Sitemon
A distributed service that monitors a list of sites and saves the status to the PostgreSQL database.
The site scanner (a.k.a. producer) communicates with the status persistence logic (a.k.a. consumer) via Apache Kafka.
Design overview
-
The service is built as a single Python package, but producer and consumer can be run separately by different command-line arguments.
-
Site data is stored into a single table, which keeps the latest status for each site: url, response code etc.
-
The code is using Dependency Inversion as the main design principle. Low-level HTTP, Kafka and PostgreSQL logic is isolated into separate classes.
-
Avro is used as the data transfer protocol.
-
Because Kafka producer and consumer parts are inherently coupled by the message format and serialization logic, low-level Kafka consumer and producer wrappers belong to the same Python module
sitemon.kafka. -
Because the task in inherently io-bound, I am using
asyncio-based APIs for both PostgreSQL and Kafka. -
Missing parts: 1) proper logging, 2) graceful shutdown.
Code overview
The most important files are:
sitemon
├── kafka - low-level Kafka wrappers
│ ├── consumer.py
│ ├── producer.py
| ├── schema.py - data object and Avro serialization
│ └── schema_test.py
├── main.py - main command-line entry
├── scanner
│ ├── config.py
| ├── scanner.py - site scanner logic
│ └── scanner_test.py
└── status
├── config.py
├── persistence.py - PostgreSQL low-level logic
└── worker.py - consumer loop
Installation and running
The service is packaged and installed using the python standard setuptools.
To install the service:
$ make install
To run the producer:
$ sitemon producer -c /path/to/producer/config.yaml
To run the consumer:
$ sitemon consumer -c /path/to/consumer/config.yaml
To build a .whl package:
$ make wheel
Examples of the configuration files are in example_config.
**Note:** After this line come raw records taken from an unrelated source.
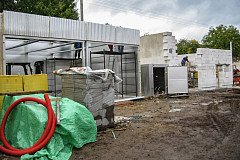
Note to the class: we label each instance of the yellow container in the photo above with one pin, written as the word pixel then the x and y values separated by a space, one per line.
pixel 35 82
pixel 11 83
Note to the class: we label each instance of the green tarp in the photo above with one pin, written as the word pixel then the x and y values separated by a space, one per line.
pixel 27 121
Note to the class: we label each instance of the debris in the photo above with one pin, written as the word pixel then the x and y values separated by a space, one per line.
pixel 114 136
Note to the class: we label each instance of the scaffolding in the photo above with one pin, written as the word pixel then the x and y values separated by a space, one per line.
pixel 124 64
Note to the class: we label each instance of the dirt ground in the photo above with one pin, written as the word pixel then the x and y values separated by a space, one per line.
pixel 201 127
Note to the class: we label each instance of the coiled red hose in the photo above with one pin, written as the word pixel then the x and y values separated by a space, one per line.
pixel 44 139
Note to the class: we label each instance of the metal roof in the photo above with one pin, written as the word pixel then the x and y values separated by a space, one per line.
pixel 22 24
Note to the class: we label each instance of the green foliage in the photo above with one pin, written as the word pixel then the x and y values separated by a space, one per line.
pixel 220 38
pixel 185 46
pixel 54 8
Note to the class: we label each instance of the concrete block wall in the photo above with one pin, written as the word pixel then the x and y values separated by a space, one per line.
pixel 210 62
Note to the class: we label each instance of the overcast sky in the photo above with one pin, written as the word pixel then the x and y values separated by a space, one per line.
pixel 189 19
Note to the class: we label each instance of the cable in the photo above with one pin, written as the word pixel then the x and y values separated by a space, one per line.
pixel 46 136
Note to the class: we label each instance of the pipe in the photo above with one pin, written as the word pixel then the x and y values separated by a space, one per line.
pixel 46 136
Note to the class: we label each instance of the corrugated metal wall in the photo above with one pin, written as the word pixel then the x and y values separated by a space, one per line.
pixel 65 28
pixel 23 24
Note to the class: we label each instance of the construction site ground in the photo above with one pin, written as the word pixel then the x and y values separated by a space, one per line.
pixel 203 126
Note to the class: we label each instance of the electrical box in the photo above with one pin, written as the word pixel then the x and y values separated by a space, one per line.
pixel 163 79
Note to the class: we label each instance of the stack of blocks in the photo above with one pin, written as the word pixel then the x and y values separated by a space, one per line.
pixel 93 92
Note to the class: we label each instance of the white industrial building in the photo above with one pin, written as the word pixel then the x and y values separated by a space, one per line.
pixel 28 38
pixel 214 66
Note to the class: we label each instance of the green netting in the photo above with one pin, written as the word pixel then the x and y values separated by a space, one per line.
pixel 27 121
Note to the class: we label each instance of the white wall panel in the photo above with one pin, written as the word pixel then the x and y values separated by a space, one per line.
pixel 25 24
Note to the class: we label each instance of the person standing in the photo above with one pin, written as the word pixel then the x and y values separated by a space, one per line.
pixel 78 47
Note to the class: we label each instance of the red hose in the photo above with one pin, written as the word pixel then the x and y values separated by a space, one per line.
pixel 46 136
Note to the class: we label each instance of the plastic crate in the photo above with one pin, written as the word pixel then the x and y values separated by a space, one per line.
pixel 35 82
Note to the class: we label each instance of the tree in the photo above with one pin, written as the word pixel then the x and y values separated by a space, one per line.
pixel 185 46
pixel 220 38
pixel 55 8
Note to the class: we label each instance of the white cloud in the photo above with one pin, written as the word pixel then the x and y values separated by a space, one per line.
pixel 183 22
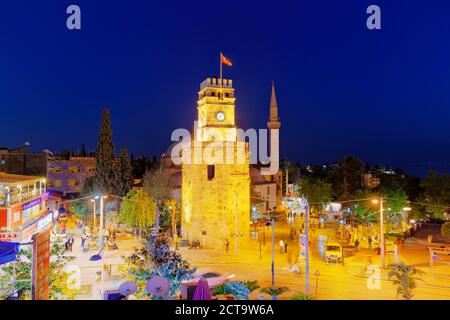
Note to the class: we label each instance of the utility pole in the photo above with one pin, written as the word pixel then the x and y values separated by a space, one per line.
pixel 307 250
pixel 382 233
pixel 273 251
pixel 94 222
pixel 236 231
pixel 102 245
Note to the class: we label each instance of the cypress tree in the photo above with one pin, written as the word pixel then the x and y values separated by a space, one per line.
pixel 123 174
pixel 105 155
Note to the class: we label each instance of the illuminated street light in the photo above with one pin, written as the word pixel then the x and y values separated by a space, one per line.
pixel 380 201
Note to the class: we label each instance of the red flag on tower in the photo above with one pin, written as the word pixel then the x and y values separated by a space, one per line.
pixel 225 60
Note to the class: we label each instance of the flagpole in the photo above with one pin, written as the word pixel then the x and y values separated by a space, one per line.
pixel 220 72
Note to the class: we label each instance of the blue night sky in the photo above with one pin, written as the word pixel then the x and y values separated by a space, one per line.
pixel 342 89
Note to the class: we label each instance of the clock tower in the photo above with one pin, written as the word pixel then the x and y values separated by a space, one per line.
pixel 215 105
pixel 215 190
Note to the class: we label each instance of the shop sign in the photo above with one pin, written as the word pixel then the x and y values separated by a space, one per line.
pixel 30 204
pixel 9 236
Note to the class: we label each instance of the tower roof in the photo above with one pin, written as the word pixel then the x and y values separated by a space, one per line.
pixel 274 121
pixel 273 98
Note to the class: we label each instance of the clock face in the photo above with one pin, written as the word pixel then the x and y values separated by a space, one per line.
pixel 220 116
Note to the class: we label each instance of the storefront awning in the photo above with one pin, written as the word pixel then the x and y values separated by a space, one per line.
pixel 8 251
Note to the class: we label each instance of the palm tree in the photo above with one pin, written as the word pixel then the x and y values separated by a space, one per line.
pixel 404 278
pixel 274 292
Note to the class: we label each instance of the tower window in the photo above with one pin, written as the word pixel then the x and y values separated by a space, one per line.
pixel 211 171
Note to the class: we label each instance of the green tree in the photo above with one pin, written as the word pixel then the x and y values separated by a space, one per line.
pixel 445 230
pixel 396 200
pixel 80 209
pixel 274 292
pixel 158 183
pixel 302 296
pixel 123 174
pixel 317 191
pixel 105 155
pixel 404 277
pixel 365 212
pixel 156 258
pixel 60 285
pixel 138 209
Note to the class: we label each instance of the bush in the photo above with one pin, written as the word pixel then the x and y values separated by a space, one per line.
pixel 302 296
pixel 237 289
pixel 445 230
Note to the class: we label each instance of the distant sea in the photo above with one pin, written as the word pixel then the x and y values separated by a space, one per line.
pixel 421 170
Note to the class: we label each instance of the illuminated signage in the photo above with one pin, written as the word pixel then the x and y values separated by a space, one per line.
pixel 31 204
pixel 44 222
pixel 9 237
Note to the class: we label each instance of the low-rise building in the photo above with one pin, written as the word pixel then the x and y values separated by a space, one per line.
pixel 22 161
pixel 69 176
pixel 23 206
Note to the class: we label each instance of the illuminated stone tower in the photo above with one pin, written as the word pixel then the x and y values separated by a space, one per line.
pixel 274 121
pixel 216 184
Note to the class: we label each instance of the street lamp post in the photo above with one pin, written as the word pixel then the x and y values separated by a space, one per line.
pixel 307 250
pixel 102 246
pixel 94 222
pixel 382 251
pixel 236 231
pixel 382 232
pixel 273 251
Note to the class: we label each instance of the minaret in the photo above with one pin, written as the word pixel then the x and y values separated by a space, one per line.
pixel 274 121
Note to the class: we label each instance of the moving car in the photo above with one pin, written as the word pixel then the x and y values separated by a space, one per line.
pixel 334 252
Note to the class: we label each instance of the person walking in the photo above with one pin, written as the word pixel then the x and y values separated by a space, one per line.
pixel 83 240
pixel 356 245
pixel 281 246
pixel 227 244
pixel 66 244
pixel 71 241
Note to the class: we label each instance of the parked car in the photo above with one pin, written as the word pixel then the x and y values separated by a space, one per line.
pixel 334 252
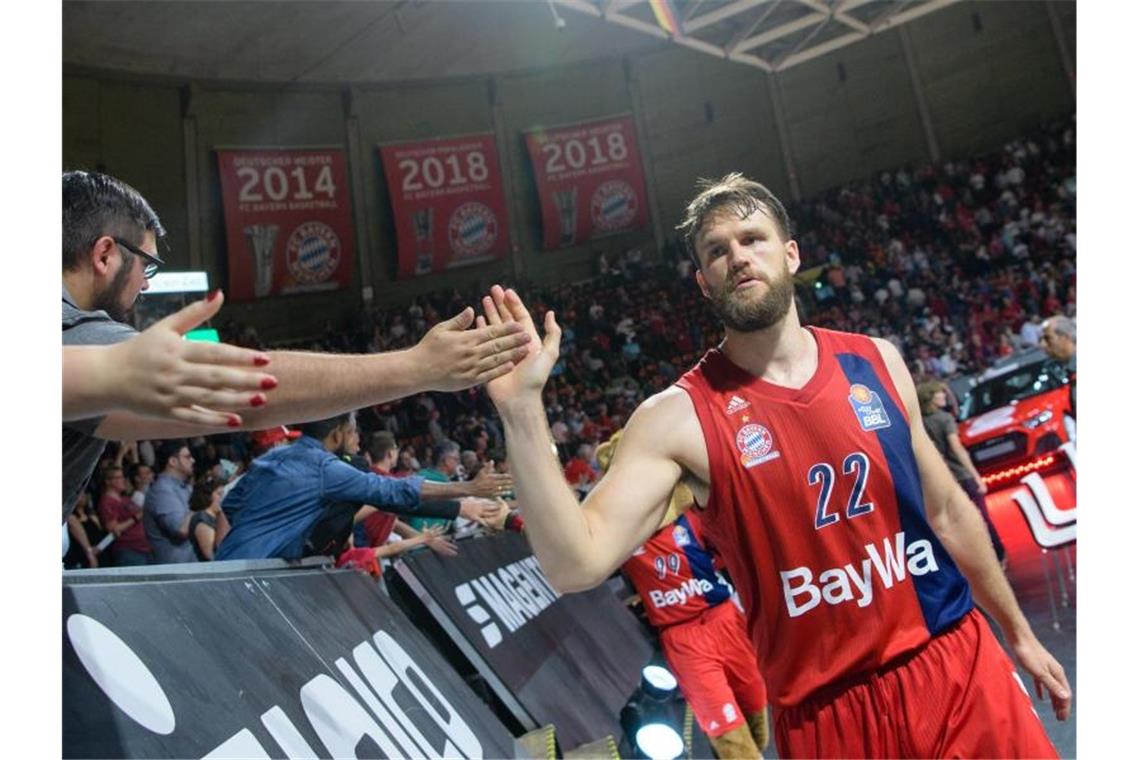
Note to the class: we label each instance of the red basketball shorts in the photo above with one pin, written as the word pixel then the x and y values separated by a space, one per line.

A Docker image is also available and can be used to run both producer and consumer.
Testing
Producer part includes some amount of high-level logic, such as analyzing the site state. That part is covered by unit tests with mocks.
To run the unit tests:
$ make test
(That also makes sure that dependencies are installed.)
After all the low-level logic was moved to wrappers, it turned out that the consumer part is nothing but calling those messaging and persistence layers in a loop. So I decided to rely on integrated tests here. The docker-compose environment for tests includes:
- Kafka (self-contained image from Spotify, old, but enough for the job)
- PostgreSQL
- httpbin
- producer
- consumer
To run the integrated test:
$ make compose # give it some time to start
$ make test-integrated
The integrated test relies on the example_config files.
In a bigger scale the expected test results would likely also be configured.